1 Oh, for a thousand tongues to sing
my great Redeemer's praise,
glories of my God and King,
the triumphs of his grace!
2 My gracious Master and my God,
assist me to proclaim,
to spread through all the earth abroad
the honors of your name.
3 The name of Jesus charms our fears
and bids our sorrows cease;
'tis music in the sinner's ears,
'tis life and health and peace.
4 He breaks the power of canceled sin,
he sets the prisoner free;
his blood can make the foulest clean;
his blood avails for me.
5 He speaks, and, listening to his voice,
new life the dead receive;
the mournful, broken hearts rejoice;
the humble poor believe.
6 Hear him, you deaf; you voiceless ones,
your loosened tongues employ;
you blind, behold your Savior come;
and leap, you lame, for joy!
7 To God all glory, praise, and love
be now and ever given
by saints below and saints above,
the church in earth and heaven.
|First Line:||Oh, for a thousand tongues to sing|
|Title:||Oh, for a Thousand Tongues to Sing|
|Author:||Charles Wesley (1739, alt.)|
|Scripture:||Luke 4:18-19; Acts 3:8; Romans 5:1; Hebrews 2:4|
|Topic:||Doxologies; Praise & Adoration; Songs for Children: Hymns(1 more...)|
|Composer:||Carl G. Gläser (1828)|
|Adapter and Arranger:||Lowell Mason (1839)|
st. 1-2 = Ps.145:10-12
st. 2 = Luke 4:18-19, Isa. 61:1-2
st. 3 = Acts 3:16, Rom. 5:1
st. 4 = Col. 2:14
st. 5 = Heb. 2:4
st. 6 = Matt. 11:5, Isa.35:6, Acts 3:8
st. 7 = Rev. 5:13
In 1739, for the first anniversary of his conversion, Charles Wesley (PHH 267) wrote an eighteen-stanza text beginning "Glory to God, and praise and love." It was published in Hymns and Sacred Poems (1740), a hymnal compiled by Wesley and his brother John.

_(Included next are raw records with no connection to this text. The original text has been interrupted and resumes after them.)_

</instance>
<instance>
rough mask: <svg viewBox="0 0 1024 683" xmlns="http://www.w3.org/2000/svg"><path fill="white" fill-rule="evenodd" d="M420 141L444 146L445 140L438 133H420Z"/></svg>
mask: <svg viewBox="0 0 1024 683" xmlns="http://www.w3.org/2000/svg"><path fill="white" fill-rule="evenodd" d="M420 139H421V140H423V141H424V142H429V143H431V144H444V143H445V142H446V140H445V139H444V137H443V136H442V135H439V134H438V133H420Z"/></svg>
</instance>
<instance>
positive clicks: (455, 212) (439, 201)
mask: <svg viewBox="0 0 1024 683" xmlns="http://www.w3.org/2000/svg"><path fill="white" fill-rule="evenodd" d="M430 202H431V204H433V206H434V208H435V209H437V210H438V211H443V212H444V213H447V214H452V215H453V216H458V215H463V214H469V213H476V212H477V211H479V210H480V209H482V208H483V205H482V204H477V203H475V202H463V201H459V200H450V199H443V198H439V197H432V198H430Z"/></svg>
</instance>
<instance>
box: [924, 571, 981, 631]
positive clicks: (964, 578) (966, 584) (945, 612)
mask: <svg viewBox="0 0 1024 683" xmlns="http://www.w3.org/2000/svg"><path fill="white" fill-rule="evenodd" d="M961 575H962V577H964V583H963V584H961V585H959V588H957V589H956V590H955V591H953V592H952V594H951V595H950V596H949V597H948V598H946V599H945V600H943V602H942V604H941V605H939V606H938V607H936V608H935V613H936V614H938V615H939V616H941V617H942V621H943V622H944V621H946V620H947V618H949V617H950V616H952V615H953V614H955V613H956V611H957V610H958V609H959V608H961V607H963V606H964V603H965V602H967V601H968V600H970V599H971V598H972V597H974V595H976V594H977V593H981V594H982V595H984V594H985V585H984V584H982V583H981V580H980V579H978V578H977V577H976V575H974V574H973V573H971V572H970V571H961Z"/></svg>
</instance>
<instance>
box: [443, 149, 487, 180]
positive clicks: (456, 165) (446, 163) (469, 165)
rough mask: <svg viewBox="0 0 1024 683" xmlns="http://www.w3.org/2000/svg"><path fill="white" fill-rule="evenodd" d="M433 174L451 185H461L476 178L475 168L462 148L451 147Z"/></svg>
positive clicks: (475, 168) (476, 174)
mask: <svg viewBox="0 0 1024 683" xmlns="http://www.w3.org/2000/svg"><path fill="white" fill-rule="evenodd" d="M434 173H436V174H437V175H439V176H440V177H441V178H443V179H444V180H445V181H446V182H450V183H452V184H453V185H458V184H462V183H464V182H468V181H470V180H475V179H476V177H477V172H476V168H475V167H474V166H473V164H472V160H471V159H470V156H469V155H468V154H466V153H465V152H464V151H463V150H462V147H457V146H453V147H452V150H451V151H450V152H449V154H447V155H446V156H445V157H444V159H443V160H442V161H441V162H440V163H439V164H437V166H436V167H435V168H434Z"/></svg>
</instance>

The familiar hymn "Oh, for a Thousand Tongues" comes from stanzas 1 and 7-12 of this longer text (this pattern already occurs in Richard Conyers's Collection of Psalms and Hymns 1772). Stanza 7 is the doxology stanza that began the original hymn. Wesley acquired the title phrase of this text from Peter Böhler, a Moravian, who said to Wesley, "If I had a thousand tongues, I would praise Christ with them all" (Böhler was actually quoting from Johann Mentzner's German hymn "O dass ich tausend Zungen hätte").
Through this jubilant, partly autobiographical text Wesley exalts his Redeemer and Lord. With its many biblical allusions it has become a great favorite of many Christians.
Many types of services; profession of faith; baptism; other times of renewal; Pentecost.
--Psalter Hymnal Handbook
Lowell Mason (PHH 96) adapted AZMON from a melody composed by Carl G. Gläser in 1828. Mason published a duple-meter version in his Modern Psalmist (1839) but changed it to triple meter in his later publications. Mason used (often obscure) biblical names for his tune titles; Azmon, a city south of Canaan, appears in Numbers 34:4-5.
AZMON is the preferred tune for this text in the United States. The British often use RlCHMOND (335), which offers a descant, or LYNGHAM (404), a fuguing tune. Either of these would make fine alternate tunes.
This great hymn of praise and rejoicing calls for exuberant singing and strong, full accompaniment. Assign some stanzas to antiphonal groups singing in harmony; reserve the final stanza for unison with descant.